The 120,000-odd Putin Youth members are perhaps the most creepy demonstration of Putin’s “Back to the Future” cult of personality – youth groups created, supported, and used by the Kremlin to harass, bully and intimidate opponents and critics. “The idea was to create an ideology based on a total devotion to the president and his course,” says a Kremlin adviser, Sergei Markov. Obsessed by the color revolutions in Ukraine and Georgia, the Kremlin decided to create their own loyal youth brigades.

During the campaign against Estonia in the most recent enemy-of-the-month club (Lithuania, Georgia, Poland, et al) for the heinous crime of moving a statue and some Soviet graves, the Nashi “kids” (who are 17 to 25 years old) so terrorized the Estonian Embassy that the ambassador and some istaff members fled the country. In Estonia itself, Russia-endorsed protests killed one and injured 99. While mild peaceful protests were brutally crushed by riot police, the violent Nashi youth were invited into the Kremlin to talk to Putin’s anointed successor, First Deputy Prime Minister Sergei Ivanov, about their methods, an indication of the firm government backing they receive. “They have their kitchens, toilets, electricity, buses. . . . It is clear that their actions are very well organized, financed and orchestrated,” said the Estonian ambassador, Marina Kaljurand.

A nationwide cellphone campaign – “call President Putin with a message of support” – was estimated to cost many millions of dollars. . . .

While their methods are still mostly street theater, it’s probably only a matter of time before they graduate to more serious violence. Indeed, their recruiting boot camps feature paramilitary training to fight against fascists (which includes Estonia, Yabloko or anyone that has ever criticized Putin).
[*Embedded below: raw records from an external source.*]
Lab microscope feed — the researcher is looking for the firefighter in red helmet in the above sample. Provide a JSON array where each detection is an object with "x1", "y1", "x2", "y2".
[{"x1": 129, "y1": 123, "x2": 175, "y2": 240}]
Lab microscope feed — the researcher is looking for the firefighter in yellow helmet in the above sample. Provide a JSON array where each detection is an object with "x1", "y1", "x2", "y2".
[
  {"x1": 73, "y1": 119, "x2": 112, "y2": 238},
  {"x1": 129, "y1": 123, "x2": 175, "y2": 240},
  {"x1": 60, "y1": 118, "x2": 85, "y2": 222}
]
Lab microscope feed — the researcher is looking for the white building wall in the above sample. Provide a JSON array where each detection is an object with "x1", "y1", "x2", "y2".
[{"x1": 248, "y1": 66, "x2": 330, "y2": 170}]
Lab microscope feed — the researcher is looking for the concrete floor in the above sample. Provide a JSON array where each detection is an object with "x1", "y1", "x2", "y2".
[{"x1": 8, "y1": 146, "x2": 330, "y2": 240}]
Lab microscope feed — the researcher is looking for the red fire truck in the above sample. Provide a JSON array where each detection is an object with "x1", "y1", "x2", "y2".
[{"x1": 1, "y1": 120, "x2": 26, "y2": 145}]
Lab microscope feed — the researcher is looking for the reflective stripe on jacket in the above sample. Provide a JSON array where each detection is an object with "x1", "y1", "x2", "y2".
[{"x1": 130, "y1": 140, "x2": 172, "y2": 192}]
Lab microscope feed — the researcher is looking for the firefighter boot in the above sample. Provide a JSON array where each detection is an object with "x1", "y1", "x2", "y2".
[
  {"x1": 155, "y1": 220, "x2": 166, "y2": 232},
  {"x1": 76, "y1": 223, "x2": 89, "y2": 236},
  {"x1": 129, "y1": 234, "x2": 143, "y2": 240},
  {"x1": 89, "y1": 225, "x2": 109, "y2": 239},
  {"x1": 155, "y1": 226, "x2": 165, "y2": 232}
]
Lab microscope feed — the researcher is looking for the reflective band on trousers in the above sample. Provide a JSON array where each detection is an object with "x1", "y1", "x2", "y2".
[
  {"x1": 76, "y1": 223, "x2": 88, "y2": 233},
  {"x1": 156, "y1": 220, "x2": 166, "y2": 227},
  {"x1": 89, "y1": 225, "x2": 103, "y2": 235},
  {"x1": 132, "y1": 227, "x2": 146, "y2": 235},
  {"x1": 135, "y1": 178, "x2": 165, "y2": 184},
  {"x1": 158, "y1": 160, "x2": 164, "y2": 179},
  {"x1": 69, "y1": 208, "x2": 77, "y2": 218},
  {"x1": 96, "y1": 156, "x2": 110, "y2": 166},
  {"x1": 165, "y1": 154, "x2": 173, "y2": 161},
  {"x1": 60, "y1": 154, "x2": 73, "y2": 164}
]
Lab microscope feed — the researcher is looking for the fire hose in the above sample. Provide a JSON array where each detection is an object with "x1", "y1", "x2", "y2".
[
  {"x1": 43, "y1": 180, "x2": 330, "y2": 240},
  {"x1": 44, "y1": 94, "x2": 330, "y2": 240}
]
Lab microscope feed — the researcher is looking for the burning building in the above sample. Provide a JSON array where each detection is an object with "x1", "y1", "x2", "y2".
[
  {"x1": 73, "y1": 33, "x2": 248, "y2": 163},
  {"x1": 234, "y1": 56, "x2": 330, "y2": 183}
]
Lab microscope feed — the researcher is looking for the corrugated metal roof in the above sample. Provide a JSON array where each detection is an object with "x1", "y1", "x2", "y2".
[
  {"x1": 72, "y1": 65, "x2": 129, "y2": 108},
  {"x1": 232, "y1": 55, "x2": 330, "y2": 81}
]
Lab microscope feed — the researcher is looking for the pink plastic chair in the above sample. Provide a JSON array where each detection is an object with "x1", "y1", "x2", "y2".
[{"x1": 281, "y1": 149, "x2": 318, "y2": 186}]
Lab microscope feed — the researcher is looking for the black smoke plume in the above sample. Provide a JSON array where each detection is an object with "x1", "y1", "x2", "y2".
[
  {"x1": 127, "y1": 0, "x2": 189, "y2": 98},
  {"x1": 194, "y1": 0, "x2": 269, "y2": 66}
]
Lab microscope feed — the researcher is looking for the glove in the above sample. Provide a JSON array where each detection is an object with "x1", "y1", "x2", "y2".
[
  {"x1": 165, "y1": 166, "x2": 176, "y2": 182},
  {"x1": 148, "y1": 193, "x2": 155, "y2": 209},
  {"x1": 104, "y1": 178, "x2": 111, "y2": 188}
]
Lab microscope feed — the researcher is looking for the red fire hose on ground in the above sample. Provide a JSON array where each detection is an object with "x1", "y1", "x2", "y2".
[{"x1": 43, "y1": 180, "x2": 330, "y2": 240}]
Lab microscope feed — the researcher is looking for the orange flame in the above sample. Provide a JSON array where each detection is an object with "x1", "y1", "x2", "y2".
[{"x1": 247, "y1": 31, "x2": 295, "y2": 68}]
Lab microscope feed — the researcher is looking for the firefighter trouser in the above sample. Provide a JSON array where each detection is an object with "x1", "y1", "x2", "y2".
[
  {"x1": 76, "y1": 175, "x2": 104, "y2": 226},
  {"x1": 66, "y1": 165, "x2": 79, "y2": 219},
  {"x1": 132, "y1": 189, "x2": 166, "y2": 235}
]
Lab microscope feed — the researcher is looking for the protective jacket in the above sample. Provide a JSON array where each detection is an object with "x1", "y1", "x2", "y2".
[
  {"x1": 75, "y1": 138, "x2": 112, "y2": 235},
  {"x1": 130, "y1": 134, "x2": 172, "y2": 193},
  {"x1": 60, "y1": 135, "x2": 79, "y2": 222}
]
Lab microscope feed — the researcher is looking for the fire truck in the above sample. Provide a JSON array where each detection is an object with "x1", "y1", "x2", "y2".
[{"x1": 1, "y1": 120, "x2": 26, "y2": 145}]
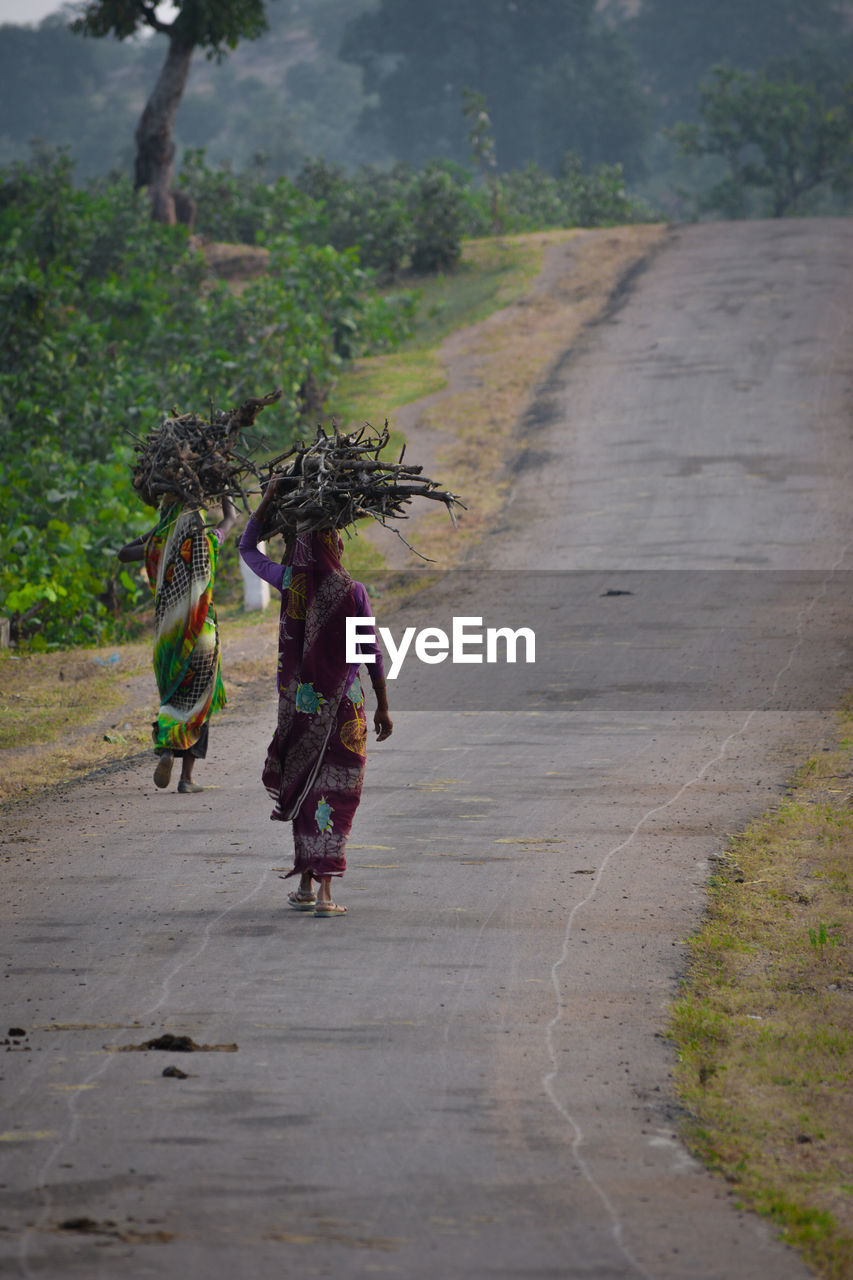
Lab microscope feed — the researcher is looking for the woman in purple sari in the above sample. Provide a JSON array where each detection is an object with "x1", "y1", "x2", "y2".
[{"x1": 240, "y1": 484, "x2": 393, "y2": 916}]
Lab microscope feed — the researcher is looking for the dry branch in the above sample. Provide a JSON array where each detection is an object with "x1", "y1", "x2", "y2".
[
  {"x1": 132, "y1": 390, "x2": 282, "y2": 509},
  {"x1": 261, "y1": 422, "x2": 464, "y2": 538}
]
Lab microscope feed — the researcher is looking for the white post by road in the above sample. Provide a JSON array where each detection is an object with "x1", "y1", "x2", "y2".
[{"x1": 240, "y1": 543, "x2": 269, "y2": 613}]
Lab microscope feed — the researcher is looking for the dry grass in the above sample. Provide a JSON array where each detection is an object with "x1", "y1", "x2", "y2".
[
  {"x1": 361, "y1": 225, "x2": 667, "y2": 564},
  {"x1": 671, "y1": 716, "x2": 853, "y2": 1280}
]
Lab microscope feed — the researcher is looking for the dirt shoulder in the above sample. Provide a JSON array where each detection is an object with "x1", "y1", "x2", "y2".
[{"x1": 0, "y1": 225, "x2": 667, "y2": 805}]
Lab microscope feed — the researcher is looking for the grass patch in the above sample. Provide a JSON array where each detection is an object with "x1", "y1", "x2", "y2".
[
  {"x1": 670, "y1": 710, "x2": 853, "y2": 1280},
  {"x1": 329, "y1": 237, "x2": 544, "y2": 435},
  {"x1": 0, "y1": 649, "x2": 146, "y2": 750}
]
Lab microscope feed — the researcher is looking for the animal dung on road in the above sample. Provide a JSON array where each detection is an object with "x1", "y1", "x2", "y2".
[{"x1": 105, "y1": 1032, "x2": 238, "y2": 1053}]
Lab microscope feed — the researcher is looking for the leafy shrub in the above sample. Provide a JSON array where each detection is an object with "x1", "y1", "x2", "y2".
[
  {"x1": 410, "y1": 168, "x2": 462, "y2": 274},
  {"x1": 0, "y1": 157, "x2": 412, "y2": 645}
]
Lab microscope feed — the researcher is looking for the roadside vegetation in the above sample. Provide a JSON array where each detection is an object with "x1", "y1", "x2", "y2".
[
  {"x1": 0, "y1": 142, "x2": 648, "y2": 649},
  {"x1": 670, "y1": 708, "x2": 853, "y2": 1280}
]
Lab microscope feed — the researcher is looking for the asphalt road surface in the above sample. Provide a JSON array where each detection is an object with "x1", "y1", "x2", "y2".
[{"x1": 0, "y1": 220, "x2": 853, "y2": 1280}]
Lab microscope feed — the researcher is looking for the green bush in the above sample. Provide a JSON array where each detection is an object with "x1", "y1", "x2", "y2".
[{"x1": 0, "y1": 156, "x2": 412, "y2": 645}]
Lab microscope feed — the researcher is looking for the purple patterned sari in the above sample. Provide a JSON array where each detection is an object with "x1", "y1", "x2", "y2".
[{"x1": 241, "y1": 521, "x2": 368, "y2": 879}]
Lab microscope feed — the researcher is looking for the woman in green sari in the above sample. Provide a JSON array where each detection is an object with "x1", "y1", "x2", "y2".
[{"x1": 118, "y1": 495, "x2": 237, "y2": 795}]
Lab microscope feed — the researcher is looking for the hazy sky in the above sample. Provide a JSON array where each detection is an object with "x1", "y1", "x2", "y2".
[
  {"x1": 0, "y1": 0, "x2": 61, "y2": 22},
  {"x1": 0, "y1": 0, "x2": 179, "y2": 23}
]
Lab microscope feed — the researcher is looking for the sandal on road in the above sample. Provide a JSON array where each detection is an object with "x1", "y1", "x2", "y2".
[
  {"x1": 287, "y1": 888, "x2": 316, "y2": 911},
  {"x1": 314, "y1": 901, "x2": 347, "y2": 915}
]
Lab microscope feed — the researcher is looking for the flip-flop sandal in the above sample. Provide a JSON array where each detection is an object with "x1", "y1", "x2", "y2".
[{"x1": 287, "y1": 888, "x2": 316, "y2": 911}]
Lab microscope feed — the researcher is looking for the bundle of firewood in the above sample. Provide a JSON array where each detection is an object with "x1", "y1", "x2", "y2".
[
  {"x1": 132, "y1": 390, "x2": 282, "y2": 509},
  {"x1": 261, "y1": 422, "x2": 464, "y2": 538}
]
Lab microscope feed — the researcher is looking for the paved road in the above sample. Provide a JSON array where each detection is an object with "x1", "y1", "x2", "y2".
[{"x1": 0, "y1": 220, "x2": 853, "y2": 1280}]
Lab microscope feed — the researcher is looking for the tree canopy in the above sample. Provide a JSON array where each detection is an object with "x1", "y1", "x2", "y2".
[
  {"x1": 625, "y1": 0, "x2": 847, "y2": 123},
  {"x1": 72, "y1": 0, "x2": 266, "y2": 56},
  {"x1": 72, "y1": 0, "x2": 274, "y2": 223},
  {"x1": 672, "y1": 60, "x2": 853, "y2": 218}
]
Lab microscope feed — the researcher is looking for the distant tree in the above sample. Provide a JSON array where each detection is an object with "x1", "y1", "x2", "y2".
[
  {"x1": 70, "y1": 0, "x2": 272, "y2": 221},
  {"x1": 341, "y1": 0, "x2": 649, "y2": 170},
  {"x1": 462, "y1": 88, "x2": 501, "y2": 236},
  {"x1": 624, "y1": 0, "x2": 849, "y2": 124},
  {"x1": 671, "y1": 63, "x2": 853, "y2": 218}
]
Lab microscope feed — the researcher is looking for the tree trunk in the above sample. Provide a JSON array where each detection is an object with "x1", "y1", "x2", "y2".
[{"x1": 133, "y1": 36, "x2": 192, "y2": 224}]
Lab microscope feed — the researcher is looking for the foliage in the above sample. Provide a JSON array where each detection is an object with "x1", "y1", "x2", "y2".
[
  {"x1": 0, "y1": 156, "x2": 411, "y2": 645},
  {"x1": 672, "y1": 63, "x2": 853, "y2": 218},
  {"x1": 72, "y1": 0, "x2": 266, "y2": 58},
  {"x1": 185, "y1": 152, "x2": 654, "y2": 263},
  {"x1": 341, "y1": 0, "x2": 651, "y2": 170},
  {"x1": 410, "y1": 166, "x2": 462, "y2": 275}
]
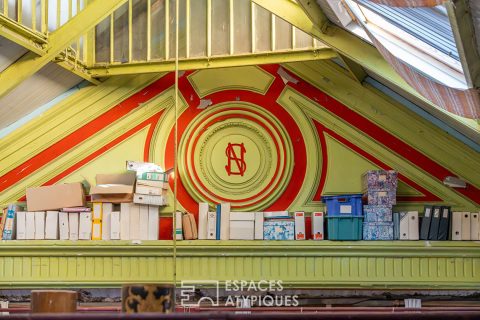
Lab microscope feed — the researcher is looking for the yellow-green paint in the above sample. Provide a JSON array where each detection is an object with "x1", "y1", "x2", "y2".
[
  {"x1": 0, "y1": 240, "x2": 480, "y2": 289},
  {"x1": 188, "y1": 66, "x2": 274, "y2": 98}
]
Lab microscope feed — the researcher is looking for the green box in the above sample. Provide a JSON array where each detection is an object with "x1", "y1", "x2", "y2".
[{"x1": 327, "y1": 216, "x2": 363, "y2": 240}]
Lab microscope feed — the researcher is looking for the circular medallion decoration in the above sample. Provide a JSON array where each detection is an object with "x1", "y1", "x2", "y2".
[{"x1": 179, "y1": 102, "x2": 293, "y2": 211}]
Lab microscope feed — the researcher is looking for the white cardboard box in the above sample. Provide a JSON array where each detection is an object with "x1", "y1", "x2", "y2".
[
  {"x1": 229, "y1": 212, "x2": 255, "y2": 240},
  {"x1": 45, "y1": 211, "x2": 58, "y2": 240},
  {"x1": 68, "y1": 212, "x2": 80, "y2": 240},
  {"x1": 58, "y1": 212, "x2": 70, "y2": 240},
  {"x1": 408, "y1": 211, "x2": 420, "y2": 240},
  {"x1": 35, "y1": 211, "x2": 45, "y2": 240},
  {"x1": 312, "y1": 212, "x2": 325, "y2": 240},
  {"x1": 16, "y1": 211, "x2": 27, "y2": 240},
  {"x1": 78, "y1": 211, "x2": 92, "y2": 240},
  {"x1": 255, "y1": 212, "x2": 264, "y2": 240},
  {"x1": 139, "y1": 205, "x2": 149, "y2": 240},
  {"x1": 462, "y1": 212, "x2": 471, "y2": 240},
  {"x1": 220, "y1": 202, "x2": 230, "y2": 240},
  {"x1": 400, "y1": 212, "x2": 409, "y2": 240},
  {"x1": 175, "y1": 211, "x2": 183, "y2": 240},
  {"x1": 470, "y1": 212, "x2": 480, "y2": 240},
  {"x1": 110, "y1": 211, "x2": 120, "y2": 240},
  {"x1": 207, "y1": 211, "x2": 217, "y2": 240},
  {"x1": 198, "y1": 202, "x2": 208, "y2": 240},
  {"x1": 102, "y1": 202, "x2": 113, "y2": 240},
  {"x1": 25, "y1": 212, "x2": 35, "y2": 240},
  {"x1": 295, "y1": 211, "x2": 307, "y2": 240},
  {"x1": 120, "y1": 203, "x2": 133, "y2": 240},
  {"x1": 148, "y1": 206, "x2": 160, "y2": 240},
  {"x1": 452, "y1": 212, "x2": 463, "y2": 240},
  {"x1": 130, "y1": 204, "x2": 140, "y2": 240}
]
Another deeply disturbing government initiative is labeling critics “extremists” and criminals, another tactic of all serious totalitarian states. When you can criminalize criticism of the government, there is nothing you can’t get away with, and all remaining freedoms are hanging by a thread.

We have had many run-ins with the Nashi groups, of course, and some of them definitely fell into the category of “serious violence.” During many Dissenters’ Marches, Nashi groups would follow along throwing fireworks and brandishing weapons, attempting to provoke violence. Of course, the truly fascist groups in Russia, the ones that attack immigrants and who hold public rallies on Hitler’s birthday, are entirely immune to Nashi harassment. Nashi members undergo paramilitary training and, has been pointed out widely, and are organized along lines very similar to the Hitlerjugend. Parts of the Nashi manifesto are translated into English here. Anti-fascist?